Das Messkonzept musste diese Anforderungen und Bedingungen natürlich berücksichtigen.
3D-Laserscans für Detailreichtum
Für die detailgetreue Abbildung des unregelmäßigen Baukörpers eignet sich das moderne 3D-Laserscanning am besten: Bei jedem Messablauf erstellt der 3D-Laserscanner ein dreidimensionales Abbild seiner, von ihm aus sichtbaren Umgebung.
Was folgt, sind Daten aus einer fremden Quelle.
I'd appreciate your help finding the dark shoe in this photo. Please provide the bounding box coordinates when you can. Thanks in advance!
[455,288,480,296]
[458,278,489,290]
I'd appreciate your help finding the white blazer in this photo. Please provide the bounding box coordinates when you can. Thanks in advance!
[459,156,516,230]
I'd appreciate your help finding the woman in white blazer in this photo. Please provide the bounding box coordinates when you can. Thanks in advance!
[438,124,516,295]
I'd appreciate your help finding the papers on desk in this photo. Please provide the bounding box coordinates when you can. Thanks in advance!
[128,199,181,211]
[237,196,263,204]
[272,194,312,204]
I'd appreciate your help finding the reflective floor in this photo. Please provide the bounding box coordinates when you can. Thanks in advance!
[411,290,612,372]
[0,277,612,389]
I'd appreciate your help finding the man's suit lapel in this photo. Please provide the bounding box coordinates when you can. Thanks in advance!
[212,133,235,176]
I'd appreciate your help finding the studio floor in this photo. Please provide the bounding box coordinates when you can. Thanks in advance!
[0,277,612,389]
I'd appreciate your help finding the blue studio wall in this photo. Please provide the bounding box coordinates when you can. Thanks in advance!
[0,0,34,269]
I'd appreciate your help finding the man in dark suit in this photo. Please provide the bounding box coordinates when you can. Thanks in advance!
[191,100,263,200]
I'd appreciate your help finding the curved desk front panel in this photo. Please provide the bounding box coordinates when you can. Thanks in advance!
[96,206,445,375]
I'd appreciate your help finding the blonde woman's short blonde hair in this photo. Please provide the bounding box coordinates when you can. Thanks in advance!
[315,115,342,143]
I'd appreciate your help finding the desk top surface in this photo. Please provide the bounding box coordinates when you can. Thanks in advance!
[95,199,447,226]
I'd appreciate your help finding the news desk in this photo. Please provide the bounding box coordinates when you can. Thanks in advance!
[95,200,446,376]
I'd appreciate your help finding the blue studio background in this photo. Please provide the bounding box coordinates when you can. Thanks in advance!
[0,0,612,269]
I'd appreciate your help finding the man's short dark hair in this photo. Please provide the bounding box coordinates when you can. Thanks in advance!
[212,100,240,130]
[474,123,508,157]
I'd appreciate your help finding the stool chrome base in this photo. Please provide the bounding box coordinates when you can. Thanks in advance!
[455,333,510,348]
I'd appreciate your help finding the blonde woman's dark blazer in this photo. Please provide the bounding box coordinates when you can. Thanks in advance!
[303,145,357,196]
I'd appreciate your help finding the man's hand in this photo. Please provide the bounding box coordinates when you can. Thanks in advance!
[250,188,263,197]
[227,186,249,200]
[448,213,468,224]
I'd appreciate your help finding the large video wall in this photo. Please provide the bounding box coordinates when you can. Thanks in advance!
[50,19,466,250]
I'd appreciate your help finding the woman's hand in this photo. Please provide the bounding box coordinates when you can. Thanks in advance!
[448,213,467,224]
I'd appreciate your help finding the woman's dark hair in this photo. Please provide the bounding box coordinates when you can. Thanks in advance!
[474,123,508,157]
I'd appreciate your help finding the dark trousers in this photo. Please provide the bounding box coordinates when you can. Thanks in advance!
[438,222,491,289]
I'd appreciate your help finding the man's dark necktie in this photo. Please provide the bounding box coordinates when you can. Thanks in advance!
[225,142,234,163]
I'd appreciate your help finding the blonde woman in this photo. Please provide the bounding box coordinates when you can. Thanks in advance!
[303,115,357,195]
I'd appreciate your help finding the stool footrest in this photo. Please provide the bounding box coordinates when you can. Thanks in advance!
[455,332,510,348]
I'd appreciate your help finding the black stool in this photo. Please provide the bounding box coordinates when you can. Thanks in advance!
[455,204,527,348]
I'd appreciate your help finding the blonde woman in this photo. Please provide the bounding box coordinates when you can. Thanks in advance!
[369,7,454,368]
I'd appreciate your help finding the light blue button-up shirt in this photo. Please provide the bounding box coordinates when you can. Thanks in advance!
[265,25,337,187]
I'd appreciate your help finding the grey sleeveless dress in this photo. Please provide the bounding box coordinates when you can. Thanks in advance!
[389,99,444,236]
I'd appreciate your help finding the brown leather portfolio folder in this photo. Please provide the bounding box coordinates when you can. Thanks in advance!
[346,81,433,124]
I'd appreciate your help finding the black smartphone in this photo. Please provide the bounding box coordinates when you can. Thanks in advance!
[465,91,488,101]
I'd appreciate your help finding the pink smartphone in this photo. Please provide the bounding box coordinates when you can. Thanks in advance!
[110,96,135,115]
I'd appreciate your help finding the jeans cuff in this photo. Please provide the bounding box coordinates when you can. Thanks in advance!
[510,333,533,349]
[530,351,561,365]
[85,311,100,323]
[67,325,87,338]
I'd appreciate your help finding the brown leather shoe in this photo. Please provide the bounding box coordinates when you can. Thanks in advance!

Innerhalb weniger Minuten sendet ein 3D-Laserscanner der modernsten Generation seinen Laserstrahl hunderttausende Male aus, jeweils um eine Winzigkeit versetzt. Jedes Mal misst er dabei die Entfernung zur nächst gelegenen Oberfläche. Daraus entsteht dann ein virtuelles Abbild der Umgebung in höchster Auflösung: Ein 360°-500 Megapixel-Bild.
Diese Punktwolken müssen aber so zusammengesetzt werden, dass daraus ein widerspruchsfreies Gesamtbild des Bahnhofsturmes abgeleitet werden kann. Das bedarf unter den gegebenen Bedingungen höchster Ingenieurkunst.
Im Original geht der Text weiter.